WPF 4.0 Beta1 was released last month. While many exciting features were included in Beat1, there was no work targeting text, flow, or layout. This will all be reversed with WPF Beat2. Below is a brief overview for each of the features included in Beta2 which target text, flow, or layout. I will make subsequent posts giving more detail about each feature, including API details. For now, I just want to let everyone know that great features are coming!

 

 

Text clarity improvements

In previous versions of WPF, all text is formatted without specifically accounting for pixel boundaries. This approach provides uniform scalability and ensures that glyph outlines adhere to font specifications. Unfortunately, small text appears blurry when it is rendered across pixel boundaries, and this has affected our customers. In the past, we have only been able to say “we are working on a fix.” Now I can tell you that this is solved in WPF4.0!

 

As of Beta2, WPF provides developers with the ability to control how text is both formatted and rendered. Text can now be formatted to either strictly adhere to font specifications or fall on pixel boundaries. This new option allows text to be rendered more clearly at the slight expense of glyph shape and position.

 

The option to set the rendering mode for text (eg, aliased, grayscale, ClearType) is also conveniently exposed.

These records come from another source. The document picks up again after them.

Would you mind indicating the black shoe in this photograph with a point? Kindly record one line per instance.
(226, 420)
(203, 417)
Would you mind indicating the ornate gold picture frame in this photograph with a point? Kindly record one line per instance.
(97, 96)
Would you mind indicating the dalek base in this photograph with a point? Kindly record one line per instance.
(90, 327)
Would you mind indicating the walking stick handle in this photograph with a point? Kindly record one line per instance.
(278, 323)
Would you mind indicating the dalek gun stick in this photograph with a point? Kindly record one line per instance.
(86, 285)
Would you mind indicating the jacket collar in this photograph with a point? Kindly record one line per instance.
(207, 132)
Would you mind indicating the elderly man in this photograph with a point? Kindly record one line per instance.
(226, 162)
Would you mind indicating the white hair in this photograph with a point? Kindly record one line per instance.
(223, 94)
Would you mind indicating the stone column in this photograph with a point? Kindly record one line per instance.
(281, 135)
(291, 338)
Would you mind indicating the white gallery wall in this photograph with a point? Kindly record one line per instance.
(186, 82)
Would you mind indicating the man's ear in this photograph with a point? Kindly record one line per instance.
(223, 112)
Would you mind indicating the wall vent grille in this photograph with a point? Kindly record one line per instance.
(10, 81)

In most situations ClearType is an obvious win; however ClearType can degrade the user experience on CRTs and for people whose eyes are color sensitive. In the past, WPF forced all apps to use ClearType. Now, developers can choose between two additional rendering modes.

 

 

A Bindable Run

The inability to bind Run.Text has forced many people to create home brew solutions. In WPF4.0, Run.Text has been converted to a Dependency Property. Run.Text now enjoys most of the benefits that come with this change, such as the ability to be bound, styled, and templated.

 

One-way binding is fully supported. Unfortunately, we did not have time to implement full support for two-way binding. This scenario is supported if a run is only modified through the property system, but not when the run is modified via a RichTextBox or the text object model.

 

 

LayoutRounding

WPF’s layout engine frequently causes subpixel rendering along element boundaries. This can lead to both rendering artifacts and blurry rendering, as antialiasing causes subpixel rendered elements to be displayed over multiple actual pixels. A classic example of this problem is small icons which get blurred because the icon images are placed on subpixel boundaries. Enabling LayoutRounding forces the WPF layout engine to place elements on whole pixel boundaries, thus removing most of the rendering artifacts caused by this problem.

 

 

Caret and Selection Brush

The default visual appearance of most objects in WPF can be easily tweaked or completely changed. This provides developers far greater power over the visual look of an application than ever before. Facilitating the creation of highly customized apps has become a major adoption point for WPF. Despite WPF’s extensibility, the color of text selection and carets in text boxes and document viewers remains baked into the framework. WPF now exposes properties to control the brushes used to paint text selection and carets.